Calvin follows my gaze to Brian barreling down upon us. “Who is that?”

“It’s my boss, the stage manager. Imagine Mr. Plankton and Effie Trinket rolled into one. He hates me.”

“What in the hell are you doing here?” Brian asks, pointing to the door. “You took four days off. Go take them.”

“I came to see Robert. Is he upstairs?”

“He’s upstairs with the rest of your family. I swear to God, are we running a show here or hosting a reunion?” His eyes shift to where Calvin is standing just behind me. I register the exact moment he recognizes him and puts the pieces together, because he glances at my left hand and his face contorts in glee. “Shut. Up.”


“You actually did it.” He takes a step closer and I step back, colliding with Calvin’s chest. “You let me sit there and get my ass handed to me in front of Michael and the Law brothers, and then you went out and did it anyway.”

I nod, taking these lumps. After all, he isn’t wrong. But the difference was, in the end, it was my decision, rather than some bartering chip Brian gets to claim as his.

“Well.” He takes a dramatic step to the side, throwing his arm out as if to point the way to Robert’s office. “By all means, head upstairs and inform your uncle that you did exactly what I suggested. I cannot wait to hear what he says.”

I take Calvin’s arm and lead him to the stairway, making a mental note to steal the lifts from inside Brian’s fancy Gucci loafers.

“Seems like a good chap,” Calvin says dryly, and despite everything, I burst out laughing.

Robert’s office door is half-open; I stop just outside. “Wait out here, okay? Just for a few minutes.”

Calvin hesitates before giving me a reluctant nod, and I lift my hand to knock.

Robert calls out almost immediately. “Come in.”
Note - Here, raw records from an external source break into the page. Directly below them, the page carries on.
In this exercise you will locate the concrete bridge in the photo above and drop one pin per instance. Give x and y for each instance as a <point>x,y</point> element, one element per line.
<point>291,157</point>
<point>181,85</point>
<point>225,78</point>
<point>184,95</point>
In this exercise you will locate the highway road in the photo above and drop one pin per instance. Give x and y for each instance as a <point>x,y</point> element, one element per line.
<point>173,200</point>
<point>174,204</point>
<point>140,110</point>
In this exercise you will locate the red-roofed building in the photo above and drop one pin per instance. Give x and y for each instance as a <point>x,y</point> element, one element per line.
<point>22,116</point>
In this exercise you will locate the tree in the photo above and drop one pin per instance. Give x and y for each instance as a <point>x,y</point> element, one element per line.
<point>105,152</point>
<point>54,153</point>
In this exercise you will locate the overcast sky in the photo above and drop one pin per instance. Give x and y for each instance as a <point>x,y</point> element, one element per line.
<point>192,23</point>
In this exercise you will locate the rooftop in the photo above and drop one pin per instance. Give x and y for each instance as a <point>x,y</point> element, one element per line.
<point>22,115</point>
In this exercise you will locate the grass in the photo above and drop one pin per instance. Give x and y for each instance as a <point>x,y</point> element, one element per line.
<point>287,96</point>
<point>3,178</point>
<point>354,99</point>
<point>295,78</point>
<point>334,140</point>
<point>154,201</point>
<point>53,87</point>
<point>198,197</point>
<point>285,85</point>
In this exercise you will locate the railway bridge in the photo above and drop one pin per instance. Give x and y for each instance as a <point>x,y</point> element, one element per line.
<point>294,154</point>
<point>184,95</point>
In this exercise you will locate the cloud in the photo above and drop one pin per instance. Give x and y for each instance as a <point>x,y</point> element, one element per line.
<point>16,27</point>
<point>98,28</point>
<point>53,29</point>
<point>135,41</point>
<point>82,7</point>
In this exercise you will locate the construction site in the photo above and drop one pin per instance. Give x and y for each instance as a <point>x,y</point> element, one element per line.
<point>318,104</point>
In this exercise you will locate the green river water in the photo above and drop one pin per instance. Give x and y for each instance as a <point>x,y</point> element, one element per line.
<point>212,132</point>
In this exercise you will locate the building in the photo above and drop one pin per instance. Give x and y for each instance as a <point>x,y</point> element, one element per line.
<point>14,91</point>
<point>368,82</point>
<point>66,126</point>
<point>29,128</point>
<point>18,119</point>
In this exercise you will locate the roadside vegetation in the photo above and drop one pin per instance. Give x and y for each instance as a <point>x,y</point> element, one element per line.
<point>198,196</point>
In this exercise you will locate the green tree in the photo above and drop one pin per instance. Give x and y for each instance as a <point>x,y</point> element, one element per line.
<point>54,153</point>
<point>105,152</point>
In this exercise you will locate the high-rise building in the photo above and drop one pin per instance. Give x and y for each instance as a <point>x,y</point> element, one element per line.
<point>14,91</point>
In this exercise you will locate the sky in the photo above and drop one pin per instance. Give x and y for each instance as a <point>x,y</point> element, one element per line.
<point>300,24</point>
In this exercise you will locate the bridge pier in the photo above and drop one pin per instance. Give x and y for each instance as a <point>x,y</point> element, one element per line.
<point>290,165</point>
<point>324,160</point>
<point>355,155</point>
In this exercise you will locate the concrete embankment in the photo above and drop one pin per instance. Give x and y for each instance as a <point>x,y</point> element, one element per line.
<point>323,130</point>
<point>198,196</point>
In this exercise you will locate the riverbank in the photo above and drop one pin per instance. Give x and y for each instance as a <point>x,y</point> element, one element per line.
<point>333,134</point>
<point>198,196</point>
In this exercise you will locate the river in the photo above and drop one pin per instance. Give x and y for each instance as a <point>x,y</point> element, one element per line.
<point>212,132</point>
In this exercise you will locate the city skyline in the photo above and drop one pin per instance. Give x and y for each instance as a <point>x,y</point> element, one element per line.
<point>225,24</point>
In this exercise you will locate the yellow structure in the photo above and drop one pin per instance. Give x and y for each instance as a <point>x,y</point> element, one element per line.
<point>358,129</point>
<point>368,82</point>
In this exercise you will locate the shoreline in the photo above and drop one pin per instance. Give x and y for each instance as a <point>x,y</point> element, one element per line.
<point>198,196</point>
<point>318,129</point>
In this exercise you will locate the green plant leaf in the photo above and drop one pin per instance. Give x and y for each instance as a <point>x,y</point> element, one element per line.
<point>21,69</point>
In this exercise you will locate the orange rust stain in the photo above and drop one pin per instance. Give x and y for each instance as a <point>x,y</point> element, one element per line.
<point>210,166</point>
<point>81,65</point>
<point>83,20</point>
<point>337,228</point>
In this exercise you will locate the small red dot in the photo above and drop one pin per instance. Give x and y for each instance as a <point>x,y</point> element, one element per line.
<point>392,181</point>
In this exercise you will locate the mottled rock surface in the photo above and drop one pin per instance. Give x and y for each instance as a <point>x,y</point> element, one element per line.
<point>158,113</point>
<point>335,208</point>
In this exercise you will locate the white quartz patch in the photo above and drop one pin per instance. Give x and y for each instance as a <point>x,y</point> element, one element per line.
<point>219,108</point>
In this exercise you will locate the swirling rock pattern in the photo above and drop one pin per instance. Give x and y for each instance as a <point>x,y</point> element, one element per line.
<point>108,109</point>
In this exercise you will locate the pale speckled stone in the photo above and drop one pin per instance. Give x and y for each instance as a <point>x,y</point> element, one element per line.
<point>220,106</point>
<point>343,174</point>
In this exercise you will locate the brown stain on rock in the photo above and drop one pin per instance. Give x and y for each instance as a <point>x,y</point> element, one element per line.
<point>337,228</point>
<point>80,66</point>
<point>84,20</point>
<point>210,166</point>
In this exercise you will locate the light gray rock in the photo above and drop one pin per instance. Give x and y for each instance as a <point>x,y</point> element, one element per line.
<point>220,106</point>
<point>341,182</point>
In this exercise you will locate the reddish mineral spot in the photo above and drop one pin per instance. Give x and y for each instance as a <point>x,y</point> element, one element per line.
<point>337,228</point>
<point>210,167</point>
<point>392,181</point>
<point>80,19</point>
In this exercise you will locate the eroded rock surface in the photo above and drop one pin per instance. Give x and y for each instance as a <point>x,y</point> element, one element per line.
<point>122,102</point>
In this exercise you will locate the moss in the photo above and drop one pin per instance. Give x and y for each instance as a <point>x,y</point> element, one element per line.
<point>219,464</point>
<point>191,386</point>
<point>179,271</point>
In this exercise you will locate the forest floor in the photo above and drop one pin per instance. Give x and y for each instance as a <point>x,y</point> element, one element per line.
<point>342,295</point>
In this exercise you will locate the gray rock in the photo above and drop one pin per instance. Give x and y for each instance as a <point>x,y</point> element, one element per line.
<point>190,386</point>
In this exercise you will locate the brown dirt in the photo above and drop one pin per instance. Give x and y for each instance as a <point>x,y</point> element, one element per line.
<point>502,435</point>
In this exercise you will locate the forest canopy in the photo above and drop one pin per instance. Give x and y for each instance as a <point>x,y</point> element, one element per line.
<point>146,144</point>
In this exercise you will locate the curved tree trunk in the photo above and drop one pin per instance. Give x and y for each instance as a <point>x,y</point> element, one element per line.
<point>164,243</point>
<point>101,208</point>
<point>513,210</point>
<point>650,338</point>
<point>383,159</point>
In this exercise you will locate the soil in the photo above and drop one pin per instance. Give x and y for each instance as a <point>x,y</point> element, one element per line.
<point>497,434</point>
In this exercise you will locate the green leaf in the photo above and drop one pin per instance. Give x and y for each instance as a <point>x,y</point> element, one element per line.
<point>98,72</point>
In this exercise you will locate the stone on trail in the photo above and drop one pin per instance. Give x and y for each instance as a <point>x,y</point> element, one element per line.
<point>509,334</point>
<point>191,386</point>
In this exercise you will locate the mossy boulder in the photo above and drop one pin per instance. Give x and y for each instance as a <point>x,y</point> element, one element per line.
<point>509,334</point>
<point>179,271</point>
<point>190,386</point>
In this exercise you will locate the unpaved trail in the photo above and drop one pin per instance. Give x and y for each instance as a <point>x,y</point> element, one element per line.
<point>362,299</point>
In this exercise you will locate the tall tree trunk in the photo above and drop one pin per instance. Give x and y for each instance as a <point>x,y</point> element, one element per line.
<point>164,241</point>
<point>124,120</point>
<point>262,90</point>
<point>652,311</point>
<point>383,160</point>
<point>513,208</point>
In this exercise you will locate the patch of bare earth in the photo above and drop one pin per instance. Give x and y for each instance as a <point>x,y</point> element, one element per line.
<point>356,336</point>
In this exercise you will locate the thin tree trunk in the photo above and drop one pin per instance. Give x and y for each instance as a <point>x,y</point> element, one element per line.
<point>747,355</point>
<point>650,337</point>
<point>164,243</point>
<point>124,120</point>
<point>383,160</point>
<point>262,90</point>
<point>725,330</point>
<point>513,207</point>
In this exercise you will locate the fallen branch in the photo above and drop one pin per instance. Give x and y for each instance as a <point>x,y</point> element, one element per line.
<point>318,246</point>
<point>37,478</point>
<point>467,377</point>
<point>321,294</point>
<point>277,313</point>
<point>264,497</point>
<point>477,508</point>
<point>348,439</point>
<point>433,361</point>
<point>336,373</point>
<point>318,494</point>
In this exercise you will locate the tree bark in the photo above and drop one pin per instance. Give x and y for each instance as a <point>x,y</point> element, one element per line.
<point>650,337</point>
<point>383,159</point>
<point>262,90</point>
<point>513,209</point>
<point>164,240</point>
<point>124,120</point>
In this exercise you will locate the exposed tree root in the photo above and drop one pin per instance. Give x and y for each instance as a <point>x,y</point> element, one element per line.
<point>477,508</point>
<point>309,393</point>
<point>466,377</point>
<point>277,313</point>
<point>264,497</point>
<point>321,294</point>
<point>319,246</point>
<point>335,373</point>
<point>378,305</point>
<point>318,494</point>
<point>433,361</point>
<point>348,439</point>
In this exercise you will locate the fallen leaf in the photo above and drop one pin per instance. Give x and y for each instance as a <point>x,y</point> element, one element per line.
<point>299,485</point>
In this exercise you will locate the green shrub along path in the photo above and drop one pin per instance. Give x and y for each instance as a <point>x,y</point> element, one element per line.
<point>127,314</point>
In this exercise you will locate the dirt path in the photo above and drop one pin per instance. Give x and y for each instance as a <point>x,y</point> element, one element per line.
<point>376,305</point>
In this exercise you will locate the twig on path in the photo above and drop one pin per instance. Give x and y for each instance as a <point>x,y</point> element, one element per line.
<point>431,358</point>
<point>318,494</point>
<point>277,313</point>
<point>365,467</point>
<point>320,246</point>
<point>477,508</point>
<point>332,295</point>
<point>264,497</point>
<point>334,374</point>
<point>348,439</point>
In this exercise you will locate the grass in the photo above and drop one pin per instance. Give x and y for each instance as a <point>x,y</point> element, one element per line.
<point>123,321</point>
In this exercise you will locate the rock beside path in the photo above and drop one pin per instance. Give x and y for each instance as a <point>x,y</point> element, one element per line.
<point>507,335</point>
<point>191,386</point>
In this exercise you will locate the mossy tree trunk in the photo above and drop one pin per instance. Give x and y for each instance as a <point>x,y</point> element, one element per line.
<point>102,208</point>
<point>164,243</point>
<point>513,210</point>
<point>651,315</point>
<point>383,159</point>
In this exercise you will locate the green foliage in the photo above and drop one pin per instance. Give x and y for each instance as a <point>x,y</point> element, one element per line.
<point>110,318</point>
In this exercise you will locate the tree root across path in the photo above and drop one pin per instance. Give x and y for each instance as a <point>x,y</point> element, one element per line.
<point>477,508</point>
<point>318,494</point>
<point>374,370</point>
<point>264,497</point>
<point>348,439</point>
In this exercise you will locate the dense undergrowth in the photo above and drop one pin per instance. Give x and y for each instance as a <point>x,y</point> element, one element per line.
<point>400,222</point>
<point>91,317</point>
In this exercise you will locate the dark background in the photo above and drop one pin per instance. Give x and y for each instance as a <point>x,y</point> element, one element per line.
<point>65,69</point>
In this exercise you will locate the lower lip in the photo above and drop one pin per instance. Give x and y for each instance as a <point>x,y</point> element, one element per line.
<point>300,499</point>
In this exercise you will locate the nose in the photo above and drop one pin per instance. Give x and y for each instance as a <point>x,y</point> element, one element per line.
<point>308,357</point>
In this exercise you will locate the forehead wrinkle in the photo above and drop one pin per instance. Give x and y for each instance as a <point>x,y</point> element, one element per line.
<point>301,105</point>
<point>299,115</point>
“Hey.” I walk in, taking a deep breath. Robert is seated at his desk eating a bagel, and Jeff is folding a pair of pants before tucking them into a leather duffel bag.

Robert looks up when he hears the door click closed behind me. “Hey, Buttercup. I thought you were off this week?”

I walk over and kiss Jeff’s cheek before rounding the desk to kiss Robert. “I came to talk to you.”

“Are you hungry?” Jeff asks. “There’s fruit and coffee and a bag of those little quiches you like.”

“Thanks, but . . . I already ate.” The idea of keeping food down at the moment is comical. I turn to face Robert. “How’s the search going?”

Jeff looks at his husband with an expression that says he’s been living with this particular mood for a few days. “Please don’t get him started.”

Robert rubs his eyes with the heels of his hands. “We’ve auditioned a dozen musicians.”

“And?” Hope mixed with anxiety burns a hole through my gut.

He sinks back in his chair; he looks exhausted. “And . . . we’ll probably audition a half dozen more.”

“Would it help if I said you didn’t need to?”

I become acutely aware of Jeff going still off to the side.

“We’ve already gone over this, Holland,” Robert says, and then adds, “He can’t.”

“Who can’t what?” Jeff asks very carefully, but I’m sure he already knows.

I ignore this for the moment, focused intently on Robert. “But, let’s just say—hypothetically—that he could?”